Growing old can be difficult, especially for seniors who live independently. In this case, family members must be able to identify when a loved one needs additional help, either due to cognitive impairments or because of mobility issues. AARP offers the following advice in this case, which can help you help your elderly relative secure the assistance he or she needs to stay safe.
Documents or bills are left unaddressed
Keeping financial matters in check can be tough for many people. For those experiencing issues related to dementia or Alzheimer’s, it can be all but impossible. If you have concerns, look for unopened bills or other essential documents scattered around your loved one’s home. Also, make sure estate planning documents are up-to-date in this case, including things like wills and advanced healthcare directives.
You relative is becoming more isolated
Social interaction is crucial for both mental and physical health. If you notice your loved one is becoming more and more isolated, it may be time to step in. If your relative lacks a solid social support network, consider enlisting the help of a professional caregiver. This person will be able to support your loved one by helping out with everyday chores while also providing some much-needed companionship. A caregiver can also take some of the burden off you and your family when it comes to seeing to your loved one’s needs.
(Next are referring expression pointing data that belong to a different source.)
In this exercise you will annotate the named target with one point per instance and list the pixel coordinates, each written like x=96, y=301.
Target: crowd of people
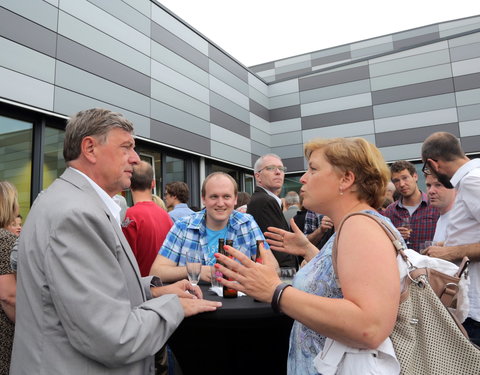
x=81, y=284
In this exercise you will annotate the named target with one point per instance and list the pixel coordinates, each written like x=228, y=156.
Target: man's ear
x=87, y=149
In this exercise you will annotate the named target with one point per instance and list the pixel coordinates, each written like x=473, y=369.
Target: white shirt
x=112, y=206
x=441, y=228
x=464, y=224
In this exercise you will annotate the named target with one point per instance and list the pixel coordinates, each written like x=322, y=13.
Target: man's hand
x=196, y=306
x=206, y=273
x=181, y=288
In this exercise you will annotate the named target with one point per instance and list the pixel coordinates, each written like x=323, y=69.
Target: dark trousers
x=473, y=329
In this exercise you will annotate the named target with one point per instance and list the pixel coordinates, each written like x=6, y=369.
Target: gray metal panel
x=13, y=86
x=108, y=24
x=354, y=129
x=337, y=104
x=229, y=153
x=178, y=64
x=88, y=84
x=465, y=52
x=410, y=63
x=294, y=73
x=125, y=13
x=262, y=67
x=294, y=164
x=227, y=137
x=468, y=97
x=179, y=119
x=177, y=45
x=339, y=117
x=337, y=91
x=37, y=11
x=80, y=32
x=417, y=90
x=372, y=50
x=331, y=58
x=467, y=82
x=229, y=107
x=415, y=135
x=284, y=100
x=228, y=122
x=69, y=102
x=285, y=139
x=230, y=79
x=259, y=110
x=84, y=58
x=170, y=77
x=428, y=103
x=430, y=73
x=27, y=33
x=290, y=151
x=178, y=99
x=470, y=144
x=26, y=61
x=229, y=92
x=469, y=112
x=286, y=126
x=334, y=78
x=178, y=137
x=410, y=42
x=227, y=62
x=285, y=113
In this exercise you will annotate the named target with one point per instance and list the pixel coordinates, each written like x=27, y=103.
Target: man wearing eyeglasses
x=265, y=206
x=445, y=159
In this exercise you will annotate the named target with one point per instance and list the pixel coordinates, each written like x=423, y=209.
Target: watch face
x=156, y=281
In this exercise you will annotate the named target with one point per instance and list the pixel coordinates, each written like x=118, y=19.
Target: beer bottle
x=229, y=292
x=258, y=255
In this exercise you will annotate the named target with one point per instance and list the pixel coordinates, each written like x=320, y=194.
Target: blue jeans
x=473, y=329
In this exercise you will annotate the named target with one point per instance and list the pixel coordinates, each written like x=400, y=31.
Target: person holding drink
x=202, y=230
x=344, y=176
x=412, y=214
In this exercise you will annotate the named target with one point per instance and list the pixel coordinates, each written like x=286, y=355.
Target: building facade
x=196, y=109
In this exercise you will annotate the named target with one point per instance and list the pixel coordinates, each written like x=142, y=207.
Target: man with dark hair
x=82, y=306
x=176, y=198
x=412, y=214
x=202, y=230
x=265, y=206
x=444, y=158
x=146, y=224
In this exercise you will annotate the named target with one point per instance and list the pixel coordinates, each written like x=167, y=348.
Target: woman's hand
x=295, y=242
x=257, y=280
x=181, y=288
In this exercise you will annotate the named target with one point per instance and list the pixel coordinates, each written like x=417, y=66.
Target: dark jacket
x=267, y=213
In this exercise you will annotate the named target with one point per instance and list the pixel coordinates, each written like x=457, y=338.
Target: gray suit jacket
x=81, y=304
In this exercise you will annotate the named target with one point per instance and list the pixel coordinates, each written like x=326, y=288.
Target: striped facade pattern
x=180, y=89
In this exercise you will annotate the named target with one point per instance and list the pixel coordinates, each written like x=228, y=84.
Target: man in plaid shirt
x=412, y=214
x=203, y=229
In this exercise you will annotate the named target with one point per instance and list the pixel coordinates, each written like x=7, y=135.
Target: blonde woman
x=8, y=212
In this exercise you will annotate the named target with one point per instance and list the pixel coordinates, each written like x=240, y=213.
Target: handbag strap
x=394, y=237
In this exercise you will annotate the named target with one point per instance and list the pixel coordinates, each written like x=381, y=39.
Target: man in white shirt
x=444, y=157
x=441, y=198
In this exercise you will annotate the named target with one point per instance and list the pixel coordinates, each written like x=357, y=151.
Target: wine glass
x=194, y=265
x=406, y=224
Physical injuries are more common
If physical ability is impaired, seniors will have a harder time getting around their homes. This can result in an increased rate of injuries, which can be minor cuts and bruises or serious sprains and fractures. Help your loved one by clearing out their home of clutter, which can decrease the risk of falling injuries. You can also take steps to safeguard the person’s living space, such as by adding grip bars in the bathroom, installing non-stick flooring, and increasing the amount of lighting in the home.